A cidade que nunca leu um livro – Romance – Capítulo 13

Armado e perigoso

Por Marcos Ferreira

Pouco depois do meio-dia, mal acabara o almoço, o telefone de Jaime tocou sobre a mesa. Era o sebista Gotardo Lins, proprietário do Sebo Bate-Bucha, localizado na Rua Jerônimo Rosado, no Centro. Gotardo, conforme adiantou por telefone, tinha um serviço de revisão de livro para Jaime — um volume de memórias de uma senhora conhecida por Bernadete Lino, residente em Caruaru, cidade do Agreste pernambucano, e aposentada do Banco do Brasil. “Essa mulher escreve bem; dá gosto ler o que ela produz”, antecipara Gotardo. “O texto dela é limpinho, romanceado. Aposto que não vai lhe dar trabalho”, arrematou o sebista empolgado com o fato de utilizar o selo da Bate-Bucha como editora numa parceria com uma conceituada gráfica de Recife.

Foto ilustrativa

Foto ilustrativa

Por volta das quinze horas, então, Jaime se abalou até o Sebo Bate-Bucha para conversar com Gotardo Lins e conhecer o livro de memórias da senhora Bernadete Lino, sobre o qual o sebista havia tecido comentários entusiasmantes. Pois, na maioria das vezes, os livros que Jaime pegava para consertar a gramática, a sintaxe e a ortografia eram uma dor de cabeça. Coisa de ferver os miolos do revisor.

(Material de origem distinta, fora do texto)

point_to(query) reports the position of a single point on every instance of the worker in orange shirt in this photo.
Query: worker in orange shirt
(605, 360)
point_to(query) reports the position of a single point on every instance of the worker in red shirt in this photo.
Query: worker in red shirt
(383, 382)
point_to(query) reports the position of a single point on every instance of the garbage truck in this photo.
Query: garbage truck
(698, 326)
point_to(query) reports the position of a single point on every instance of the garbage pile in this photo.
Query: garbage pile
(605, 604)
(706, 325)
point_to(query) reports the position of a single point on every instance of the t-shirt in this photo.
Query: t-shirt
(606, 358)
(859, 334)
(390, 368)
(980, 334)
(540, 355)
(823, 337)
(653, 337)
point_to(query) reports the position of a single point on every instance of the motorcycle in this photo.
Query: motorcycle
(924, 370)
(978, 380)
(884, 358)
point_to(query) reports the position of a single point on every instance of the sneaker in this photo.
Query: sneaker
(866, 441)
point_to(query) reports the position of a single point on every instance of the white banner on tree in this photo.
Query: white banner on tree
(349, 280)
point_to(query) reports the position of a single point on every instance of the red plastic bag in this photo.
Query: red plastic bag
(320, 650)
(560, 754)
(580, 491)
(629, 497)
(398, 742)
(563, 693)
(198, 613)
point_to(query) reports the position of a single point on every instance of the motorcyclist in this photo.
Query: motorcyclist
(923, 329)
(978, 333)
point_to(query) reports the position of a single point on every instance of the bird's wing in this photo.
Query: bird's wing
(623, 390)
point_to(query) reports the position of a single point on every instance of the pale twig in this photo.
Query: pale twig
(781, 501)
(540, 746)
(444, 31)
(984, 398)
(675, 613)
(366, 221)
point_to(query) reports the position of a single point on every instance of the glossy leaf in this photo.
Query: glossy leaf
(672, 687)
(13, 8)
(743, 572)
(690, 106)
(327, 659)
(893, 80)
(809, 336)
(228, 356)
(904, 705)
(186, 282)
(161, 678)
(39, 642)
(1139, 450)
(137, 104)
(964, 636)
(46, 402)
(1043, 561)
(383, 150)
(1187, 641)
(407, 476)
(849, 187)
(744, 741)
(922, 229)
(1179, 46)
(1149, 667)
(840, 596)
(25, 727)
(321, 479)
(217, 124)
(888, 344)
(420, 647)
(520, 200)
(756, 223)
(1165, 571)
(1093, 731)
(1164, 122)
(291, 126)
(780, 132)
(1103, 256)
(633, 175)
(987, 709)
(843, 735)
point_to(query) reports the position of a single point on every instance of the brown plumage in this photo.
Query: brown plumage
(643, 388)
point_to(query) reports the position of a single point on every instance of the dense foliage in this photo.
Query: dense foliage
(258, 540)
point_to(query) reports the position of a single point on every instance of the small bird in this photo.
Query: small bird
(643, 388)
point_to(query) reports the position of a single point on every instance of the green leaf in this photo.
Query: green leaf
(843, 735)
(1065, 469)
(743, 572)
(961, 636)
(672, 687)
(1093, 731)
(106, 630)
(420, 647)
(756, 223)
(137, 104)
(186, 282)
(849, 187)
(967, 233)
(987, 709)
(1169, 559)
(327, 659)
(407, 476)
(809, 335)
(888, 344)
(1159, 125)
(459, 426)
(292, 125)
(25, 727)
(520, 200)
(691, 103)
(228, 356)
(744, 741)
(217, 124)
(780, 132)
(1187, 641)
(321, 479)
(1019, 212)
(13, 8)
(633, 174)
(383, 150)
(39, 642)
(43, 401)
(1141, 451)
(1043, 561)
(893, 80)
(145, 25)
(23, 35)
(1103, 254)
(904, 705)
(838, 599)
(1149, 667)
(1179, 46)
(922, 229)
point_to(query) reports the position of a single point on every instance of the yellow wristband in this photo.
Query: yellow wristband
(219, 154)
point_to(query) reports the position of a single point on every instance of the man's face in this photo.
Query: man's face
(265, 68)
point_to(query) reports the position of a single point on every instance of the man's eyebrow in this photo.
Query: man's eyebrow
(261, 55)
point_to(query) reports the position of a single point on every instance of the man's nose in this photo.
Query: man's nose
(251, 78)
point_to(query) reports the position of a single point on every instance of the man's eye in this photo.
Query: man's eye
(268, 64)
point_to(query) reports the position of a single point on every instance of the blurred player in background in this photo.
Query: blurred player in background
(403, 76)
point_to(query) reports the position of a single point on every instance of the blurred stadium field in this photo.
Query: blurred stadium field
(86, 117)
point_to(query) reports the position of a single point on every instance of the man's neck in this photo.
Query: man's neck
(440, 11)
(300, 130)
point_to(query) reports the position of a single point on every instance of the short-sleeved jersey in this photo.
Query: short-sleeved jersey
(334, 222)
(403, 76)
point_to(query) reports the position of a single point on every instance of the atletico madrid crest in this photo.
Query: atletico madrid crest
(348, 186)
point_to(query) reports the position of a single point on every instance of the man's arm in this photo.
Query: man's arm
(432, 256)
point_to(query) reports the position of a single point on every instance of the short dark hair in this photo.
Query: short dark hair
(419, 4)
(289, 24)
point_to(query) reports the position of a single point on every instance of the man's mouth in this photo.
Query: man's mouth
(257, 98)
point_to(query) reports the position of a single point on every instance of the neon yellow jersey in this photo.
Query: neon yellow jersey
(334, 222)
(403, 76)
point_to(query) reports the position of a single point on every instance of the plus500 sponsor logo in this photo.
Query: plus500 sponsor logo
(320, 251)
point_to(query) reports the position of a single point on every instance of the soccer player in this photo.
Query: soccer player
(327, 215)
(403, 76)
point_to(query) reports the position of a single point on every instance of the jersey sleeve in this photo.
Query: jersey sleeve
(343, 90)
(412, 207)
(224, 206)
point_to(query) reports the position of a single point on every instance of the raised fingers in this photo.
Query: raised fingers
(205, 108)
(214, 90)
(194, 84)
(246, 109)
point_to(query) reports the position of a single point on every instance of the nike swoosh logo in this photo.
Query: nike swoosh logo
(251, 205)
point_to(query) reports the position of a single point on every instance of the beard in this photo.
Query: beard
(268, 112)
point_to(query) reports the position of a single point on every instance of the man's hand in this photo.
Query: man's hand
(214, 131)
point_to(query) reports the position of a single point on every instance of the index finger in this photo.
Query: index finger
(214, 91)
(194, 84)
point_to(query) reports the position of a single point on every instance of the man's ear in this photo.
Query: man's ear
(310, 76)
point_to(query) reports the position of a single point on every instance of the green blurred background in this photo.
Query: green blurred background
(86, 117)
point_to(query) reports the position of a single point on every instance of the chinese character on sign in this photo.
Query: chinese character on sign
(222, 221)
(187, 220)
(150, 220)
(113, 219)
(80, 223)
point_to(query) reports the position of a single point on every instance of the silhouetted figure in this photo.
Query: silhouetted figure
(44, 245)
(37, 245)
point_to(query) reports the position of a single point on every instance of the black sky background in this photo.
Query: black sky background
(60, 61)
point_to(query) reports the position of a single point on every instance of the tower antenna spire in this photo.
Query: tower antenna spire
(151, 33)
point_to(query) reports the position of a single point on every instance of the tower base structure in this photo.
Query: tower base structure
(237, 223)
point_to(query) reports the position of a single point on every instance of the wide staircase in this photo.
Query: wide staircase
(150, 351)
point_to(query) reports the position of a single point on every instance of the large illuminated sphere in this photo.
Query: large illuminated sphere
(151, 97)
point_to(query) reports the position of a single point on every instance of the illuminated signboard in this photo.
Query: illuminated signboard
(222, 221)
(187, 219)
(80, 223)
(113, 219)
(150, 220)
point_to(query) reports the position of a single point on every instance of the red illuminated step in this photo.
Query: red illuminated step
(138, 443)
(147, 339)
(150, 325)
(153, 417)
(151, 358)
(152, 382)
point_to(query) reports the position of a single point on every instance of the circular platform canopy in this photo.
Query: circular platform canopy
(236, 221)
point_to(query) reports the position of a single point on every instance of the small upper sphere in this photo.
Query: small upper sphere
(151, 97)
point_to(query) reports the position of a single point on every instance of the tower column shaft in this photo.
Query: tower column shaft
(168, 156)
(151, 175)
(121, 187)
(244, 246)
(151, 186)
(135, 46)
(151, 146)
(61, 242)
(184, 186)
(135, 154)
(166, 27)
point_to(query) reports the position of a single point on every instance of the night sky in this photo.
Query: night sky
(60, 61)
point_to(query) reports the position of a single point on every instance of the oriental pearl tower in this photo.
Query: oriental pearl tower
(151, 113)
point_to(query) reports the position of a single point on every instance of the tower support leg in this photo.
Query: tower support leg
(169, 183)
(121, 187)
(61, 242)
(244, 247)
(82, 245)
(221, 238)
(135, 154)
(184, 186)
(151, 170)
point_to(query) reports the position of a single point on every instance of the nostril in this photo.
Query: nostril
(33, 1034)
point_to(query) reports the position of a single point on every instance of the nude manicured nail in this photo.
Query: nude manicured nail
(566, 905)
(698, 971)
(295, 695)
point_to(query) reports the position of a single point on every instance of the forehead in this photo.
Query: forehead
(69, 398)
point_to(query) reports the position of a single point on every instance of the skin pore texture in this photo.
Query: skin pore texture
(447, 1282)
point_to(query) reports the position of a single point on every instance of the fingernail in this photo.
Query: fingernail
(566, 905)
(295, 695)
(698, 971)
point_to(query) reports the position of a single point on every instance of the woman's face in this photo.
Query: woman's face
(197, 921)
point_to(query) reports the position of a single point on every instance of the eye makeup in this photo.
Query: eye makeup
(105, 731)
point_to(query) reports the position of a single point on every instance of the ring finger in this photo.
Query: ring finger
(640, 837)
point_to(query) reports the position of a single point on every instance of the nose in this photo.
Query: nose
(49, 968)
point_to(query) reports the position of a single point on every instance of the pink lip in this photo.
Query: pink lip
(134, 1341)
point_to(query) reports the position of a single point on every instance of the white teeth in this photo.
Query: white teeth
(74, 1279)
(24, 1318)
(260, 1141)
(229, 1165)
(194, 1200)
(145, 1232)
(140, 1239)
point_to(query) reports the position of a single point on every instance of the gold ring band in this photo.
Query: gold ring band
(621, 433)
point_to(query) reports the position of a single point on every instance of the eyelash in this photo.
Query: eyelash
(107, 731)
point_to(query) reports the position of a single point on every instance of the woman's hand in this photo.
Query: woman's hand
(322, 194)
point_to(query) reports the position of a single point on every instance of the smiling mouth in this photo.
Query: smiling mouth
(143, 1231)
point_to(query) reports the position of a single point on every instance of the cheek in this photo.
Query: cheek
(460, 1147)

Recorrendo a um mototáxi, Jaime trafegava pela Jerônimo Rosado rumo ao Bate-Bucha. Nesse momento, porém, a poucos metros do seu destino, avistou a loja de veículos novos e usados do seu arqui-inimigo Mauro Mosca, vulgo Rato Branco. O escritor bateu de leve no ombro do mototaxista e pediu que este parasse um instante. Ali defronte ao comércio Jaime viu uma grande picape cinza igual àquela usada por seus agressores na noite em que foi espancado na saída da Biblioteca Municipal. Além do veículo, distinguiu três indivíduos com os mesmos biótipos dos homens que o atacaram. Um deles, de apelido Quebra Osso, era segurança do extinto Diário do Oeste.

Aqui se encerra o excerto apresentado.